Post-Traumatic Stress Disorder (PTSD) is a diagnosis you get when you are having problems with people, blowing up at them, not having feelings for your children, and when you feel numb with others and get very angry and triggered easily. It’s having difficulty feeling alive in the present.
What is birth trauma? According to the birth trauma association in the UK, it is when birth has been traumatic for several reasons:
- Perhaps you were left in pain for hours
- You needed an emergency Caesarean section
- Your baby’s heart rate dropped
- You need a forceps delivery
- You had severe tearing
- Postpartum haemorrhage
- Your baby was ill and had to spend time in intensive care
- Your baby was dehydrated
- You couldn’t breastfeed
Maybe you were left alone, and the hospital staff did not attend to you, listen to you or take the time to understand exactly what you were saying at a very important, highly sensitive time.
The birth trauma association say
“Afterwards, even if your baby is well, those feelings don’t go away. The research shows that about 4-5% of women who give birth develop post-traumatic stress disorder (PTSD) with symptoms such as flashbacks, nightmares and extreme anxiety that make daily life immediately challenging”
Thousands of women are walking around with a story about what it was like conceiving/being pregnant / giving birth and the fourth trimester. Becoming a mum is a huge marker for a woman, and when there has been trauma around this, her whole life and sense of self can shatter into tiny pieces.
Shame and Blame
Post-natal PTSD, as an example, is something many women have experienced, and time and time again, I witness how these women have become silent around this experience.
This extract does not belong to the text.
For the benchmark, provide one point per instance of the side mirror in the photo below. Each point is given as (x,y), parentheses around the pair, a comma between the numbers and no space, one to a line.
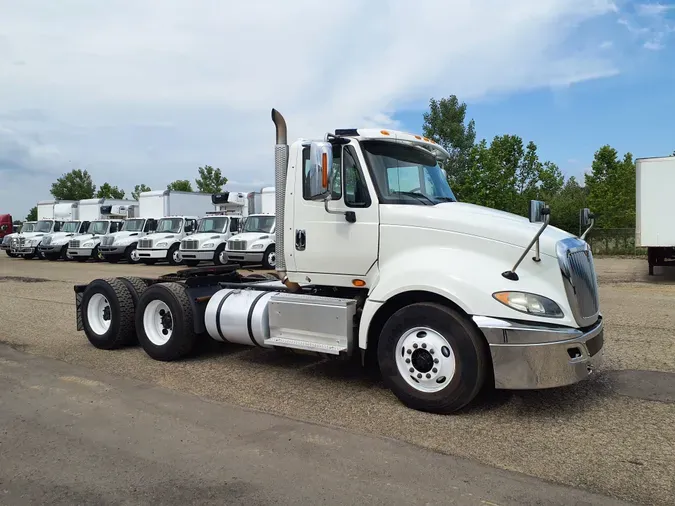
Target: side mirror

It is not until they begin to talk about it that they realise just how traumatising it has been, and they can begin to heal.
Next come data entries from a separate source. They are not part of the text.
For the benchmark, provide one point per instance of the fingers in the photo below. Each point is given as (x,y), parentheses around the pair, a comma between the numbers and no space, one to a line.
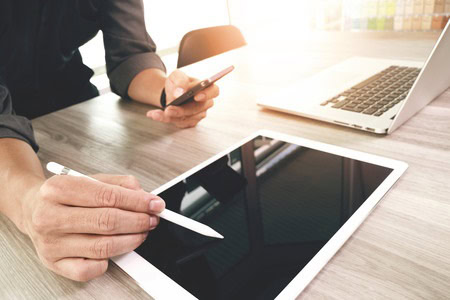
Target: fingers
(106,221)
(208,93)
(80,269)
(82,192)
(176,84)
(93,246)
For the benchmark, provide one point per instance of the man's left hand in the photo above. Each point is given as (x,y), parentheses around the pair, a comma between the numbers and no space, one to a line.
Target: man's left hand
(189,114)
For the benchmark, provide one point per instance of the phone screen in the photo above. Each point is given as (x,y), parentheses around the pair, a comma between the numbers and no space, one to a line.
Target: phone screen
(189,95)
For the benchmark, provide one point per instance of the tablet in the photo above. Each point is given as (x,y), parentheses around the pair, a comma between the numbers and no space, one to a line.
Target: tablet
(285,206)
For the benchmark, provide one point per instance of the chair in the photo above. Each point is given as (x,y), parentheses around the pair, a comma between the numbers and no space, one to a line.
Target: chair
(202,43)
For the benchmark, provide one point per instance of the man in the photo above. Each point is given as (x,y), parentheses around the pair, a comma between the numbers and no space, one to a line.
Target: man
(77,224)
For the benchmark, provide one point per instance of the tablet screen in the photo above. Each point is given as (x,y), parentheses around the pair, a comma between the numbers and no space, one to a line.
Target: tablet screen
(276,203)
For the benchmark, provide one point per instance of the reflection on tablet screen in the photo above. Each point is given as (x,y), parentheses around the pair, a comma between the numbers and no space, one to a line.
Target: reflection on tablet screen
(276,203)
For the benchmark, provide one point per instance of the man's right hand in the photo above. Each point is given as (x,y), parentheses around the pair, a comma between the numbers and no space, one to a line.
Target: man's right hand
(76,224)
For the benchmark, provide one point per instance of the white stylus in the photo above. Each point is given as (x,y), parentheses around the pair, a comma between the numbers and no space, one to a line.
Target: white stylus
(166,214)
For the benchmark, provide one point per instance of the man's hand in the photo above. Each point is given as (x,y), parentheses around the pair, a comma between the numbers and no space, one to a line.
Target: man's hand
(189,114)
(76,224)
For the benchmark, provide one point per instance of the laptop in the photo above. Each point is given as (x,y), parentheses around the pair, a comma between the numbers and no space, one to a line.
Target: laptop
(370,94)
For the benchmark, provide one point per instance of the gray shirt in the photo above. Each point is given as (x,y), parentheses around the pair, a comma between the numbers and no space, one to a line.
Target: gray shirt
(41,69)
Women have been left alone to care for themselves and their babies without support, which has been to internalise this blame themselves for not being stronger after days of labour, compounded by agonising anxiety for their babies’ wellbeing. In all of these experiences, women repeatedly tell me that they have no confidence in themselves/ they lack the energy to see the point in their lives because their experiences have told them that or the meaning they have made from their experiences is that they have done wrong.
Having a difficult and long labour where you have to have emergency treatment is extremely traumatic, and many women have:
• focused on their new-born baby as a way to overcome their distress
• Gone back to work as soon as possible
• Gone into a trauma depression
No matter your experience within your bodies, you will still be holding these traumas, and these will be showing up as:
- Difficulty sleeping
- Nightmares
- Flashbacks to the birth
- Distress in your body
- A sense of disconnection
- Hypervigilant
- Irritability
- Difficulty functioning day to day
You might be feeling anxious and find yourself keeping busy, avoiding certain situations and people that remind you of the time you gave birth and experienced what you did. You may be experiencing numbness in your emotions and physical body and find yourself unable to speak with care and gentleness to others. Whether or not you have a diagnosis of PTSD, talking to a professional can help.
I know what I’m talking about because I am a mum with my stories of birth trauma. I understand that you may feel like you have failed your baby and your partner, but this is simply not true. You have a specific type of PTSD which is postnatal PTSD. Birth is such a sensitive time, whereas, as a mother, your natural mother-bear instincts are on alert for danger and want to keep any danger away so that you can protect your baby. This hyper-alert state can elevate your blood pressure, make you jumpy in your skin, and be very alert to anything in the environment that is not gentle, kind and safe.
Talking about your experience in a safe and gentle environment where you can process the trauma can enable you to heal and move on in your life.